South Korea Proposes Stablecoin Licensing Law as Lee Administration Advances Crypto Agenda
- The Financial Services Commission of South Korea has proposed a new law to license stablecoin issuers and broad crypto oversight.
- Digital Asset Basic Act requires local stablecoin issuers to own at least ₩500 million and obtain regulatory permission.
- The new committee and industry body will coordinate the policy and monitoring of tokens.
The Democratic Party of South Korea has proposed a comprehensive bill that would establish a stablecoin licensing framework and heighten digital asset regulatory oversight. Representative Min Byeong-deok broached the Digital Asset Basic Act on June 10, outlining some key regulatory measures to boost transparency and protect investors in the county’s fast-expanding crypto market.
The proposed legislation marks a big shift under President Lee Jae Myung’s new administration. It goes beyond investor safeguards, atop the Virtual Asset Investor Protection Act, which took effect last July. The bill determines what digital assets are, intensifies licensing processes, and enhances the Financial Services Commission (FSC)’s supervisory powers over the sector.
FSC approval and other strict financial criteria will be mandated for issuers of stablecoins. In addition, the rules include a minimum capital requirement of ₩500 million (or about $367,890). In addition, issuers must enforce reserve backing and bankruptcy remoteness to protect user funds from the issuer if the issuer becomes insolvent.

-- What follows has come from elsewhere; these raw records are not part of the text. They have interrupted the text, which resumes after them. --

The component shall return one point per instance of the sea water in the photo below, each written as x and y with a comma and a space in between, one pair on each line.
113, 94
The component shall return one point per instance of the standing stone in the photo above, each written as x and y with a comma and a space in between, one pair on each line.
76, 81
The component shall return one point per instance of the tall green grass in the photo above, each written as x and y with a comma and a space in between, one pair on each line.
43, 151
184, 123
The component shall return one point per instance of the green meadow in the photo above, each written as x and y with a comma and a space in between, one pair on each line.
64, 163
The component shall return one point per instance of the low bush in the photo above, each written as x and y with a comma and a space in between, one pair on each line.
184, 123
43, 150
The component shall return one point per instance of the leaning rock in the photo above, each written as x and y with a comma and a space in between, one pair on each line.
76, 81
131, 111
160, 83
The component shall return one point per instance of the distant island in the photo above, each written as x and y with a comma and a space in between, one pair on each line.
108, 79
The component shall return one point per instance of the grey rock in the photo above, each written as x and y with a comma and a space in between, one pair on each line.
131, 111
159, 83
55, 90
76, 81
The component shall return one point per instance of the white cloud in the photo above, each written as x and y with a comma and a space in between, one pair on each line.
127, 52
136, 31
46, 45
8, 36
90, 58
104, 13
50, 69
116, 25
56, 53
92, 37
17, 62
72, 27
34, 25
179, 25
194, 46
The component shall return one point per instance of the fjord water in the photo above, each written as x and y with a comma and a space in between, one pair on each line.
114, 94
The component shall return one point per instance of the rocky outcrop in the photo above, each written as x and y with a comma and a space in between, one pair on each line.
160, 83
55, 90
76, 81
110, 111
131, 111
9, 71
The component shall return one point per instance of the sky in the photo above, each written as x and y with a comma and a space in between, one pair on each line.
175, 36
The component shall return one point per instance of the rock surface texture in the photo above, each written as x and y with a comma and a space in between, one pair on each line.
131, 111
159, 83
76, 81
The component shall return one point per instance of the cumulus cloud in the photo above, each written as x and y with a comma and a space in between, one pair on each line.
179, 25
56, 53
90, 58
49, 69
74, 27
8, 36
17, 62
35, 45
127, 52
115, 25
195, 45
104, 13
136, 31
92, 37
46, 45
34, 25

Lee Administration Pushes Crypto Policy Forward
South Korea’s new President, Lee Jae Myung, who was sworn in last week after winning more than 49 percent of the vote, has always been supportive of crypto adoption. He pledged that he was going to secure legal recognition for spot crypto ETFs and gain institutional investors access to digital markets. These promises are in line with the Digital Asset Basic Act, which makes South Korea ready to compete in the global digital asset economy.
One of the key elements of the bill is to create a Digital Asset Committee under the presidential office. The crypto regulation would be coordinated at a national level by the policy of this body. A separate Digital Asset Industry Association will monitor token evaluations for exchanges and market behavior, as far as listing tokens on the exchange.
Under the proposal, the FSC can impose penalties on unfair trading activities, and also retains the power to investigate. In addition, it imposes new registration, approval, and reporting requirements for firms conducting activities in the digital asset ecosystem.
Rising Global Focus on Stablecoin Regulations
The proposal comes amid global interest in stablecoin regulation. In May, the total market value of stablecoins hit an all-time high of $250 billion, reflecting rising demand. Jurisdictions like the U.S. and UAE are also advancing legislation, with bills such as the GENIUS and STABLE Acts awaiting passage in the U.S. Congress.
The announcement has sparked movement in South Korea’s financial markets. KakaoPay, a mobile payment firm with crypto exposure, surged by as much as 45% over the past five days, according to Google Finance data .
However, analysts have warned against excessive optimism. JPMorgan’s Stanley Yang and Jihyun Cho said the rally in Kakao-related shares lacks solid justification. They noted that the long-term impact of the proposed stablecoin law remains uncertain.